Di halaman Kantor Perpustakaan dan Arsip Kotamadya Yogyakarta ini, kami menghadap ke sebuah bangunan lama yang berasitektur unik, khas Belanda. Bangunan dengan dinding warna putih dan jendela berwarna biru muda itu diatapi dengan atap membentuk limas runcing. Gaya bangunan itu masih asli bekas peninggalan Belanda. Dulu, bangunan ini pernah dijadikan sebagai gedung pemerintahan Kotabaru dan pernah menjadi rumah dinas Wakil Jenderal Sudirman yang bernama Urip Sumoharjo.

Batu Monumen Gugurnya Taruna di Medan Plataran Kalasan saat membela kemerdekaan 1945. (Foto doc. Arini Sa'adah)

Kami pun dibawa menuju lokasi-lokasi di sisi timur Kotabaru yang menyimpan banyak kisah sejarah. Daerah pemukiman Kotabaru didesain oleh seorang arsitek asal Inggris. Wilayah ini dulu mengusung konsep Garden City dengan langgam bangunan Indis.

Garden City yaitu perpaduan antara desa dan kota. Inilah mengapa banyak ditemukan unsur pepohonan dan greenbelt di wilayah ini serta keberadaan boulevard yaitu jalan raya dua jalur yang di tengahnya ada jalur khusus pejalan kaki.

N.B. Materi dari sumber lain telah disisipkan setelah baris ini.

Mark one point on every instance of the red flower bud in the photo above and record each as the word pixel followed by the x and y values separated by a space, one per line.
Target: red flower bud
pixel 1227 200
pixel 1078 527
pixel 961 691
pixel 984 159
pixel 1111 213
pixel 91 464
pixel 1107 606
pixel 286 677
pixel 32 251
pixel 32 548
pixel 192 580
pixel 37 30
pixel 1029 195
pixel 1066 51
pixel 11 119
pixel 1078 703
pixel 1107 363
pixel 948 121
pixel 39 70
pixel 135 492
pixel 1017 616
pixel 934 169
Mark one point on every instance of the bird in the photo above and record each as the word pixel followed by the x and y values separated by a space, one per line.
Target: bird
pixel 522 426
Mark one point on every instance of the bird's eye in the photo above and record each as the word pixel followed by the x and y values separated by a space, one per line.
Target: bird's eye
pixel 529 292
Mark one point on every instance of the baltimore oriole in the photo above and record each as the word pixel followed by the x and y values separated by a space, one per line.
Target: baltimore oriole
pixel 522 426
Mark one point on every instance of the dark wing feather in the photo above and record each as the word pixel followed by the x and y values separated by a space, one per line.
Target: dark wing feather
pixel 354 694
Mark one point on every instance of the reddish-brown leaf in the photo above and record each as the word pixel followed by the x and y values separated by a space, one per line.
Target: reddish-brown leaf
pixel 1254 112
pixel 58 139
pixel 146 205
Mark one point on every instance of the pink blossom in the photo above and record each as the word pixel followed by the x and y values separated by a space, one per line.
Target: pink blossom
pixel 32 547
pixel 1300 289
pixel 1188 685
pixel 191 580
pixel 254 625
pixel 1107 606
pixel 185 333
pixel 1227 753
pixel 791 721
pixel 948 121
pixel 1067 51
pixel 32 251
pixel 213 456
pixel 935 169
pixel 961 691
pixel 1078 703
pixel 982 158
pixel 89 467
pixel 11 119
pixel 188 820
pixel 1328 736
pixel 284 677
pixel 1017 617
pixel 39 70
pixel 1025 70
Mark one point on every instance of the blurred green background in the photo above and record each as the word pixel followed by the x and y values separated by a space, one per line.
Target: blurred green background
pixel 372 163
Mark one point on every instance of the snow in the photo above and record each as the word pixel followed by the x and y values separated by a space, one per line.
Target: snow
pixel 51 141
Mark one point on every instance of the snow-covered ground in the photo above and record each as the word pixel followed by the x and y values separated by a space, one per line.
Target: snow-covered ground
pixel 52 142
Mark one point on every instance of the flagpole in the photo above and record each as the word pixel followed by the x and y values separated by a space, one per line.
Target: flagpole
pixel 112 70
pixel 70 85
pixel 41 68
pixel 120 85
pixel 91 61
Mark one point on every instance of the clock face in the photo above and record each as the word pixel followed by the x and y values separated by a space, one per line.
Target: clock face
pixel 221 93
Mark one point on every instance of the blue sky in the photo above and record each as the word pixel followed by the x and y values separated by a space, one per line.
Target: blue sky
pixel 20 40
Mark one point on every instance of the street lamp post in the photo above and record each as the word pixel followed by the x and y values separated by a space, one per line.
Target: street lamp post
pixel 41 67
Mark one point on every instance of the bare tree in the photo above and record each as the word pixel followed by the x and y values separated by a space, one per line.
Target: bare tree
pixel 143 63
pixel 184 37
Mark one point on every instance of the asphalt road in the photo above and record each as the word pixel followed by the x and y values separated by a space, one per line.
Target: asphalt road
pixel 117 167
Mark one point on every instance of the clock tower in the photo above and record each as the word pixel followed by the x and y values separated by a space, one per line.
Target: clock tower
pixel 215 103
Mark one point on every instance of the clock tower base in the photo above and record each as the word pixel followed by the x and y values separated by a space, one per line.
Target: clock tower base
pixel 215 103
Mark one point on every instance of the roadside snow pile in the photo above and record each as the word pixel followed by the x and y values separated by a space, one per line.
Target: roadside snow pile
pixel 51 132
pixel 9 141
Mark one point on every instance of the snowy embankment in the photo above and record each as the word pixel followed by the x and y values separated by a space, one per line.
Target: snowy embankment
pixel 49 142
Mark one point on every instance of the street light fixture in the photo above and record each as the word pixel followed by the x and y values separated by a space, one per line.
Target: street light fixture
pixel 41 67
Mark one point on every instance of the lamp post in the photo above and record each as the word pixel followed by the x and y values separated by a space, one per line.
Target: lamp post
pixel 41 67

Rumah-rumah hunian juga didesain menjorok ke dalam supaya halamannya bisa ditanami pepohonan sebagai penyejuk udara alami dan bunga-bunga yang harum.  Inilah mengapa disebut ‘Kotabaru’ karena mengacu pada konsep hunian dan penataan lingkungan yang baru untuk orang-orang Belanda.

Fasilitas Publik yang Lengkap

Tak hanya konsep Garden City, Kotabaru semakin dimanjakan dengan keberadaan fasilitas publik yang lengkap. Bagaimana tidak, terdapat rumah sakit, dan sekolah-sekolah yang di bangun di area ini.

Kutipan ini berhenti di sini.